Concatenating from $t=0,\dots,n$, we get \(\|e_n\| \leq (1+hk+\frac{h^2}{2})^n\|e_0\| + \sum_{j=0}^{n-1}(1+hk+\frac{h^2}{2})\|\tau_{n-(j+1)}\|\)

Using some additional bounds, we eventually get \(\|e_n\| \leq e^{K(T-t_0)}\|e_0\| + mh^2e^{K(T-t_0)}\)

HW3 P2

Consider a numerical method for a system of ODEs given by \(\begin{pmatrix} v_1^n \\ v_2^n \\ \end{pmatrix} = \begin{pmatrix} v_1^{n-1} \\ v_2^{n-1} \\ \end{pmatrix}+ \begin{pmatrix} f(v_1,v_2) \\ 1 \\ \end{pmatrix}h\)
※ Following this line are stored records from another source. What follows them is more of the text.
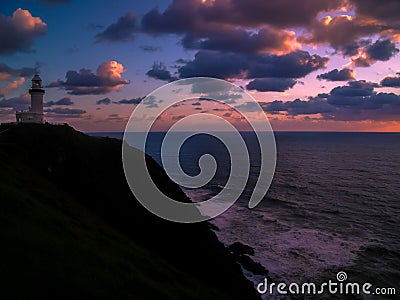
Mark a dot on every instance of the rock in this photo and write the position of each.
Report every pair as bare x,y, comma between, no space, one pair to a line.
238,248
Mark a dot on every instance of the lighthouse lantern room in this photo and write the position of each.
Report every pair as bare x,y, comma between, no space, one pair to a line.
34,114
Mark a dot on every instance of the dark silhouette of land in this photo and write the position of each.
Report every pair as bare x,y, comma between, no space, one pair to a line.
70,227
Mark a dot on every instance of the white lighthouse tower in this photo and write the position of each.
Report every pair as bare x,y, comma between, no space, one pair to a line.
35,111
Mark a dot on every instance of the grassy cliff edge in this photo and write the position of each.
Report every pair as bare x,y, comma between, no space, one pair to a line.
71,229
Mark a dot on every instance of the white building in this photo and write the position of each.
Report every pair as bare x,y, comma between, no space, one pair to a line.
35,112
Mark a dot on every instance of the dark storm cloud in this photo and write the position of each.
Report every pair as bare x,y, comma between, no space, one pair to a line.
65,111
214,64
267,39
384,11
391,81
382,50
356,101
19,32
55,2
107,79
360,88
340,31
230,65
130,101
62,101
336,75
105,101
122,31
298,107
21,102
183,15
293,65
6,72
159,71
149,48
271,84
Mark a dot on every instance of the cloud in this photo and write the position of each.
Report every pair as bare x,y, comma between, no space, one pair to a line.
381,50
122,31
236,65
21,102
336,75
63,101
298,107
20,31
339,31
105,101
130,101
391,81
183,15
149,48
356,101
159,71
265,40
64,112
360,88
55,2
271,84
11,86
108,78
6,72
374,9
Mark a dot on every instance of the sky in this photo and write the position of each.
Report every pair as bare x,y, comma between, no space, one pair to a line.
313,65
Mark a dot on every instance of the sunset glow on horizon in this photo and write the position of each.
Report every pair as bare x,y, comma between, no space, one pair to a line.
321,65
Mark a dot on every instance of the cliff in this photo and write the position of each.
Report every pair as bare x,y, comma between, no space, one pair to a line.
71,229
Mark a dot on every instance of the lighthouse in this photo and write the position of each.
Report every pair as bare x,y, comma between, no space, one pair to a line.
35,111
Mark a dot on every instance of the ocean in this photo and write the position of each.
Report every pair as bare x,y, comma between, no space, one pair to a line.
333,205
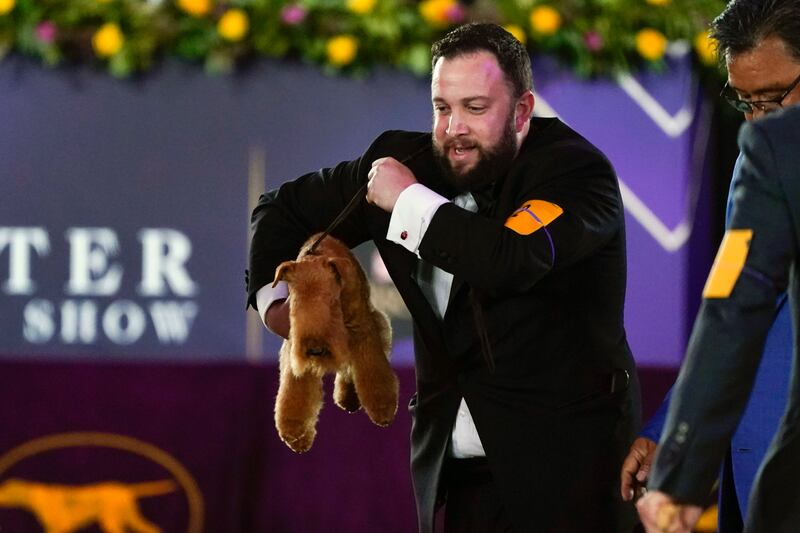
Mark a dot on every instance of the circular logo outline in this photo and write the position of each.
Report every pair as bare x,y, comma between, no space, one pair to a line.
194,496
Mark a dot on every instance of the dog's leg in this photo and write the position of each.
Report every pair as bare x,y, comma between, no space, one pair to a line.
375,381
344,392
136,522
297,406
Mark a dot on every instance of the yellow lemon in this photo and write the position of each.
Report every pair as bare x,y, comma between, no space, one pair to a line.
233,25
6,6
517,32
361,7
651,44
342,50
435,12
196,8
545,20
108,40
706,48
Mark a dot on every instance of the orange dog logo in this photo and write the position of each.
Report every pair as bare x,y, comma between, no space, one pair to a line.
65,509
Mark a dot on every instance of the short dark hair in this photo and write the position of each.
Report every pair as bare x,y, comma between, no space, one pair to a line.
478,36
744,24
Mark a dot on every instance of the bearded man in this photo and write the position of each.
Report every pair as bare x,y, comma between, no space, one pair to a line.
505,236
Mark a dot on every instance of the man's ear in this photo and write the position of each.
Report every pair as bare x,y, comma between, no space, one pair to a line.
283,272
523,110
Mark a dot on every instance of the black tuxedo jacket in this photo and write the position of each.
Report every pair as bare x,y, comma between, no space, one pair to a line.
755,264
553,425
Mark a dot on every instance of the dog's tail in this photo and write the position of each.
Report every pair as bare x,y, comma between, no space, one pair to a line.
153,488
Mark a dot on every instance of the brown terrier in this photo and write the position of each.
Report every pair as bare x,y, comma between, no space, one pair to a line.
334,328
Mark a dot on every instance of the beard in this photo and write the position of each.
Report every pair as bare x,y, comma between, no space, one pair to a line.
493,161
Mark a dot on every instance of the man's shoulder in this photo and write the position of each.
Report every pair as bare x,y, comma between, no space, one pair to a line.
783,127
399,143
554,136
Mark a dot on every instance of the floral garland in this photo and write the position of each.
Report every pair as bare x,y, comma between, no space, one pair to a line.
593,37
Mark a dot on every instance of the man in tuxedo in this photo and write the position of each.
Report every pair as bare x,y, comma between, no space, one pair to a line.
504,234
760,42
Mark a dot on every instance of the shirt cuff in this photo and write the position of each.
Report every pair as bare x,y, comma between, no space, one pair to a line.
412,214
268,295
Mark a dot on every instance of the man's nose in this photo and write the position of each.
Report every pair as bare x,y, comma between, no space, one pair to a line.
456,125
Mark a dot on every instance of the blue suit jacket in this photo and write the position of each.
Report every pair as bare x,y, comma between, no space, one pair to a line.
761,417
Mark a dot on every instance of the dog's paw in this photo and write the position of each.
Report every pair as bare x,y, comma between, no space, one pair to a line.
382,414
297,436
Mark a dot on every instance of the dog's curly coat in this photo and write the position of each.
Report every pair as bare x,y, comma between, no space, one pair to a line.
334,328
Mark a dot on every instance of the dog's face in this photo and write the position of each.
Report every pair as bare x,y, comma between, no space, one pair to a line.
318,334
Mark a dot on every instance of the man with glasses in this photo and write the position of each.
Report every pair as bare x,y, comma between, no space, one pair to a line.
760,42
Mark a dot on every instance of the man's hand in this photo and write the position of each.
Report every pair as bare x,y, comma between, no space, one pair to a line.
388,177
277,318
636,467
660,514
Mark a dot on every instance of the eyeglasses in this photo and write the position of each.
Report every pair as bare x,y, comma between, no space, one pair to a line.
751,106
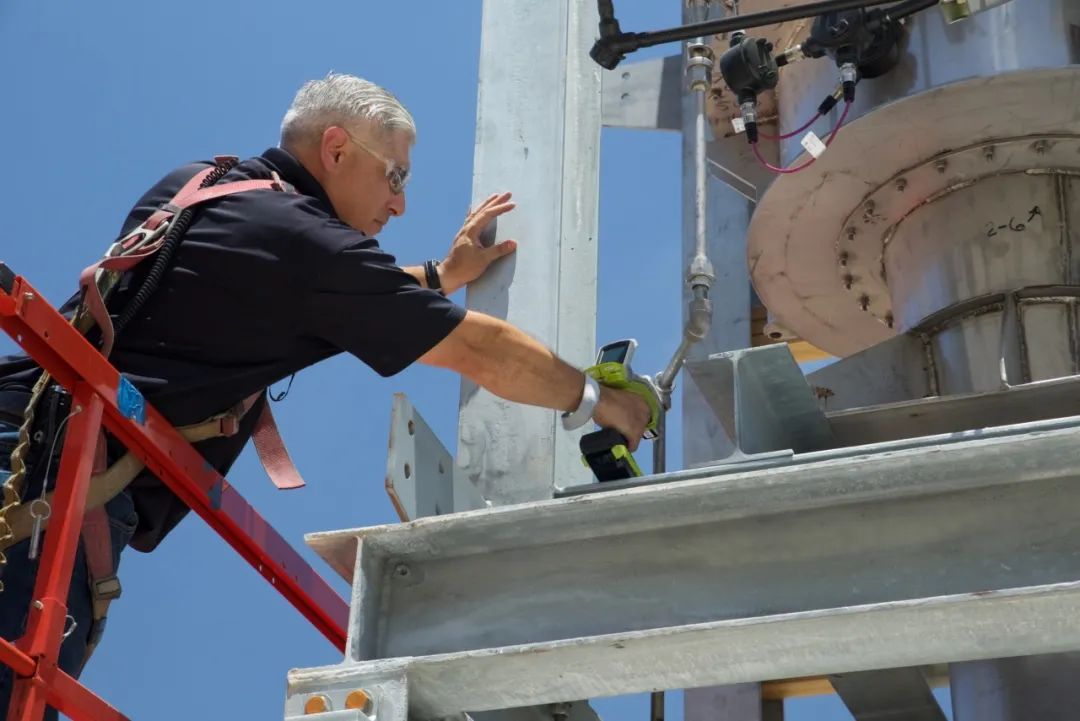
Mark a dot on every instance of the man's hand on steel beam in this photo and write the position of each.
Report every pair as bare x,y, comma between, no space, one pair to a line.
468,258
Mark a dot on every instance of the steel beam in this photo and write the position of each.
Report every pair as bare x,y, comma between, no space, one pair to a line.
931,554
645,95
537,134
893,694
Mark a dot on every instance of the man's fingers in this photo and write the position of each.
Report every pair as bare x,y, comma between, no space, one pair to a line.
494,198
486,215
500,249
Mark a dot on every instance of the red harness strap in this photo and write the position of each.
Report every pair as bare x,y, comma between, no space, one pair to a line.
146,240
122,256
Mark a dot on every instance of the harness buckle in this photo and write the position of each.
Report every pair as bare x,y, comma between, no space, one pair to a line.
144,234
106,589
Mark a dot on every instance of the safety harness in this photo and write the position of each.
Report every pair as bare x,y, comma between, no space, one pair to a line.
170,222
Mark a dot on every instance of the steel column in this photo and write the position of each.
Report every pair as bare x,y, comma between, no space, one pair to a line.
537,134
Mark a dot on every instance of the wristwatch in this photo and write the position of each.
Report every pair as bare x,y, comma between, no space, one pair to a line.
575,420
431,275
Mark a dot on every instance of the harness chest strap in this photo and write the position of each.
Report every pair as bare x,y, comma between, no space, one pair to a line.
96,282
148,237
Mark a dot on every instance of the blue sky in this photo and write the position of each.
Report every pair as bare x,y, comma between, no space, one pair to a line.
99,99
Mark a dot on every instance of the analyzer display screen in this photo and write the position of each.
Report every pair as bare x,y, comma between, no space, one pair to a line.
616,353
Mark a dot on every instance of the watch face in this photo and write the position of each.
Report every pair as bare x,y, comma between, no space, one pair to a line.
616,353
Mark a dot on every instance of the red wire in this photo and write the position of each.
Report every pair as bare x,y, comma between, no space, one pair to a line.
793,133
828,140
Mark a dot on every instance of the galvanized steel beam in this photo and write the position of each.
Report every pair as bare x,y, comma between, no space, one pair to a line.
925,555
538,128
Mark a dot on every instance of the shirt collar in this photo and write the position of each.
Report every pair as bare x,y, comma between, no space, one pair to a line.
293,173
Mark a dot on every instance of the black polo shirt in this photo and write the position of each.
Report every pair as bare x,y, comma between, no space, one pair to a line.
264,284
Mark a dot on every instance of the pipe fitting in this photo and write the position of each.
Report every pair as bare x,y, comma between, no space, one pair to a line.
700,315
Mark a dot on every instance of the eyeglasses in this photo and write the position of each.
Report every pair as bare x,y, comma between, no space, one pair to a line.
396,176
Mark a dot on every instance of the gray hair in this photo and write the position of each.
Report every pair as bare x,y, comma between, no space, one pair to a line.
342,100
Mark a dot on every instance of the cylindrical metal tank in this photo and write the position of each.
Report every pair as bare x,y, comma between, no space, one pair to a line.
945,206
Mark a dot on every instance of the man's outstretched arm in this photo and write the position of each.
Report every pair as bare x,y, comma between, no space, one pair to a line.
510,364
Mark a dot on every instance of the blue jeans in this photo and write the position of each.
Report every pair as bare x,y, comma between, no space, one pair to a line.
19,573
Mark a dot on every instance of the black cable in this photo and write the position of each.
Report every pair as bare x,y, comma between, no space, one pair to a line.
164,256
902,10
609,51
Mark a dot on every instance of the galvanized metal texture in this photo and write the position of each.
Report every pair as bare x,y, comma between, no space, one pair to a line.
894,694
763,399
798,269
823,568
551,98
979,625
421,477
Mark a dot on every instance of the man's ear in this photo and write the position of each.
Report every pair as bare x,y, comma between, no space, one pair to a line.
333,147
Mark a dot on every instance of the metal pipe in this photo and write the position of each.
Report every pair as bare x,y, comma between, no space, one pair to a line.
700,273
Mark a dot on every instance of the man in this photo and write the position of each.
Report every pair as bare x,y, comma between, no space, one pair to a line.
267,283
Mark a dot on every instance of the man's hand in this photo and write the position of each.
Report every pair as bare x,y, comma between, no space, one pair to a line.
468,259
624,411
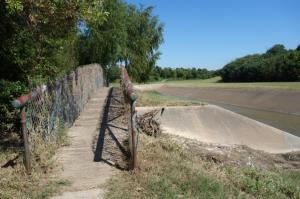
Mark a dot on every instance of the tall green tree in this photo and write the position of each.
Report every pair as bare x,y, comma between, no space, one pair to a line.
145,34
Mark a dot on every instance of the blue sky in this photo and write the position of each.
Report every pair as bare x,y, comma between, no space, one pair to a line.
212,33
Note that in particular this gives $v_2^n = v_2^{n-1} + h$, meaning that for $v_2^0 = 0, v_2^n = nh$.

If instead we have \(\begin{pmatrix} v_1^n \\ v_2^n \\ \end{pmatrix} = \begin{pmatrix} v_1^{n-1} \\ v_2^{n-1} \\ \end{pmatrix}+ \begin{pmatrix} f(v_1,v_2) \\ 1 + \frac{\epsilon}{h} \\ \end{pmatrix}h\)

Then we see that the error propagates to give us $v_2^n = nh+ n\epsilon$.